Conteúdo postado na coluna Painel, da Folha de S.Paulo, editada por Fábio Zanini, espaço que traz notícias e bastidores da política, com Carlos Petrocilo e Gabriela Echenique. O jornal Folha de S.Paulo já no mesmo dia da crise publicou editorial pedindo providências e a saída imediata de um dos ministros do STF.
Qual o lado dos veículos? Veículos automotores? Veículos de comunicação social? Olha o Estadão aí, gente! E com notícias que acabaram de “sair do forno”. “Fachin tira do inquérito das fake news investigação de Mendonça pedida por Moraes.” O presidente do STF deu prazo de cinco dias para a PGR e Mendonça se manifestarem sobre o pedido de Moraes. Notícia publicada por Carolina Brígido, do Estadão.

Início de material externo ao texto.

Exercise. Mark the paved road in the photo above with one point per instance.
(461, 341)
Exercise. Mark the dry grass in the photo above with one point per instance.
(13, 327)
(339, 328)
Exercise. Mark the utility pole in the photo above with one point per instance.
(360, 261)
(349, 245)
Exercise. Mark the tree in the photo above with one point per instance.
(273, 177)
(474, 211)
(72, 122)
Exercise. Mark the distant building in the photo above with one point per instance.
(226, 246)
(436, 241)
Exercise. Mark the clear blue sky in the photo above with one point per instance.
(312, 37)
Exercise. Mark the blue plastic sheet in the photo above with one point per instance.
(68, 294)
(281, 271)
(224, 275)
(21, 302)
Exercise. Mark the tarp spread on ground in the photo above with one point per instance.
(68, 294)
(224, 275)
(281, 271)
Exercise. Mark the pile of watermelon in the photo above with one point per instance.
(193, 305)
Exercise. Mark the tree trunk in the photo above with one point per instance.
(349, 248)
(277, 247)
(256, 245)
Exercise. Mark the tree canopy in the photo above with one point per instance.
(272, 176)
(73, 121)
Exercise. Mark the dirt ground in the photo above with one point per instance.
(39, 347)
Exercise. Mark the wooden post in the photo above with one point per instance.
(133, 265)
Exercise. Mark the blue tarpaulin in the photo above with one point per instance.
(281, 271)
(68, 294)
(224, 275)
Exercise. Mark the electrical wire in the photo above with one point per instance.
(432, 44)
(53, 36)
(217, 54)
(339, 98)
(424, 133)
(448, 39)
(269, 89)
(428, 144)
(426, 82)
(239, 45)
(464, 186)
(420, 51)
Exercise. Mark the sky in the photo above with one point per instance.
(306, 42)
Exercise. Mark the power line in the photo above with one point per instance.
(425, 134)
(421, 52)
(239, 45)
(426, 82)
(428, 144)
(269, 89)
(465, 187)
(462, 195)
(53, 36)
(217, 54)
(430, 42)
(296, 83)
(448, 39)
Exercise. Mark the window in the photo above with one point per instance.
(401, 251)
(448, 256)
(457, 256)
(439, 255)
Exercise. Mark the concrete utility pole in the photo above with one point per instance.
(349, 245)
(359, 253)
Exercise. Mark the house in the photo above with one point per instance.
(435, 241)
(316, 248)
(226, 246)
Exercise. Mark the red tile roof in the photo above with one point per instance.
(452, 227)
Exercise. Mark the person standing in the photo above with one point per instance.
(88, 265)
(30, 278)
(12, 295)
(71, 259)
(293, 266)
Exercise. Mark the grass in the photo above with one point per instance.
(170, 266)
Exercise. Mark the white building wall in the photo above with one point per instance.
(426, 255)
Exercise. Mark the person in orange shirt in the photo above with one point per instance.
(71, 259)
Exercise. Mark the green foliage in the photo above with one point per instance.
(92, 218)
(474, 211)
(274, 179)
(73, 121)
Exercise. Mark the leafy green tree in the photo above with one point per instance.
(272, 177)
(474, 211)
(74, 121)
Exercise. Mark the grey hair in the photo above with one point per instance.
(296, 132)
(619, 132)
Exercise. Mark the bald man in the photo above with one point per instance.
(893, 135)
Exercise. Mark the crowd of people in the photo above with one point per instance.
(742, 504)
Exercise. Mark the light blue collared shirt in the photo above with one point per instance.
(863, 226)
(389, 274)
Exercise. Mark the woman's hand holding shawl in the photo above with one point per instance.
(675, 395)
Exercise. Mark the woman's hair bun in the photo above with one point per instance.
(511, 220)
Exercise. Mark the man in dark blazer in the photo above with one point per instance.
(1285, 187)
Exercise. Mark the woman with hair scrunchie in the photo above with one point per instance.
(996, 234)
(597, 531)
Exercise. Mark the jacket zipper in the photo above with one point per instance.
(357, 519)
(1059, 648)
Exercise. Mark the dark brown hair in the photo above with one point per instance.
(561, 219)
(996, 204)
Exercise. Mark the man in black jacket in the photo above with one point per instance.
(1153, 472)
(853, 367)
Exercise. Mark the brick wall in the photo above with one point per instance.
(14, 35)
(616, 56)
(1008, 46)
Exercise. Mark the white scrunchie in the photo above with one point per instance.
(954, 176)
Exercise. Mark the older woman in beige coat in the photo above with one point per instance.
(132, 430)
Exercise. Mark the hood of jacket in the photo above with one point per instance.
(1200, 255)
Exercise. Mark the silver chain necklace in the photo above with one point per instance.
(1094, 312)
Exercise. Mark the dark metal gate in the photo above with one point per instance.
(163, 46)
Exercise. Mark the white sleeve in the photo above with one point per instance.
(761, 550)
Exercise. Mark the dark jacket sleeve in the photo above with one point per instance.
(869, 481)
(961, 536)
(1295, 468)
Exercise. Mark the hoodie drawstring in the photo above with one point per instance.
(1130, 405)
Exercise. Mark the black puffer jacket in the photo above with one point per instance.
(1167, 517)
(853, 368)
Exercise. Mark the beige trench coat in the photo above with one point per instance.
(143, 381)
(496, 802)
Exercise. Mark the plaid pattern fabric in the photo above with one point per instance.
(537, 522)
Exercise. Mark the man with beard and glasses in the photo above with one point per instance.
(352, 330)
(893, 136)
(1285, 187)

O presidente do Supremo Tribunal Federal (STF), Edson Fachin, retirou do âmbito do inquérito das fake news o pedido de Alexandre de Moraes para investigar André Mendonça. Fachin determinou nesta sexta-feira, 4, que o caso fosse incluído no mesmo procedimento aberto sobre os indícios encontrados pela Polícia Federal contra Moraes.
Como segunda-feira, 7, é feriado, os prazos se encerrarão no dia 21. Porém, tanto a PGR quanto Mendonça podem se antecipar. Em seguida, o caso volta a Fachin, que decidirá o destino do pedido de Moraes — se o próprio presidente toma uma decisão ou se envia o caso ao plenário para julgamento. Fachin é um dos críticos da permanência do inquérito das fake news no Supremo. O caso foi aberto, em 2019, de ofício pelo presidente à época, Dias Toffoli. A interlocutores, o presidente declarou que gostaria de ver o inquérito encerrado neste ano.
Moço, qual é a capa da Revista Crusoé? Crusoé: “Xerife suspeito.” Conversas com Vorcaro apontam que Alexandre de Moraes pode ter cometido advocacia administrativa, entre outros crimes. E mais: “Brigadeiro indigesto” e “Censura em campanha”, diz a redação do site O Antagonista.
O ministro do Supremo Tribunal Federal (STF), Alexandre de Moraes, cita frequentemente a necessidade de uma “democracia defensiva” ou “democracia militante”, com o uso até mesmo de remédios amargos contra ameaças para preservar as instituições.
É o que se convencionou chamar de Direito Xandônico, que inclui métodos como censura, intimidação, submissão dos juízes de primeira instância, invenção de crimes não previstos na legislação, desprezo pelos juízes naturais e discursos heroicos para a imprensa chapa-branca.
Para observadores atentos, a atuação de Moraes já demonstrava que a democracia é que precisava se defender de Xandão, e não o contrário. A quebra do sigilo das investigações do Banco Master na terça-feira, 1º de setembro, feita pelo ministro André Mendonça, reforçou essa sensação. As dezenas de mensagens entre o juiz e o banqueiro Daniel Vorcaro indicam que ele pode ter cometido diversos crimes, como advocacia administrativa, obstrução da Justiça e corrupção passiva.
Seu futuro e a credibilidade do STF agora dependem das atitudes que os demais integrantes da Corte tomarão nos próximos dias, dizem Duda Teixeira e Wilson Lima em “Xerife suspeito”, reportagem de capa da nova edição de Crusoé. Qual o lado dos veículos? Ainda ontem à noite e já no dia de hoje, cedinho, o movimento é claro: do lado da verdade. A sociedade brasileira não tolera mais insanidades!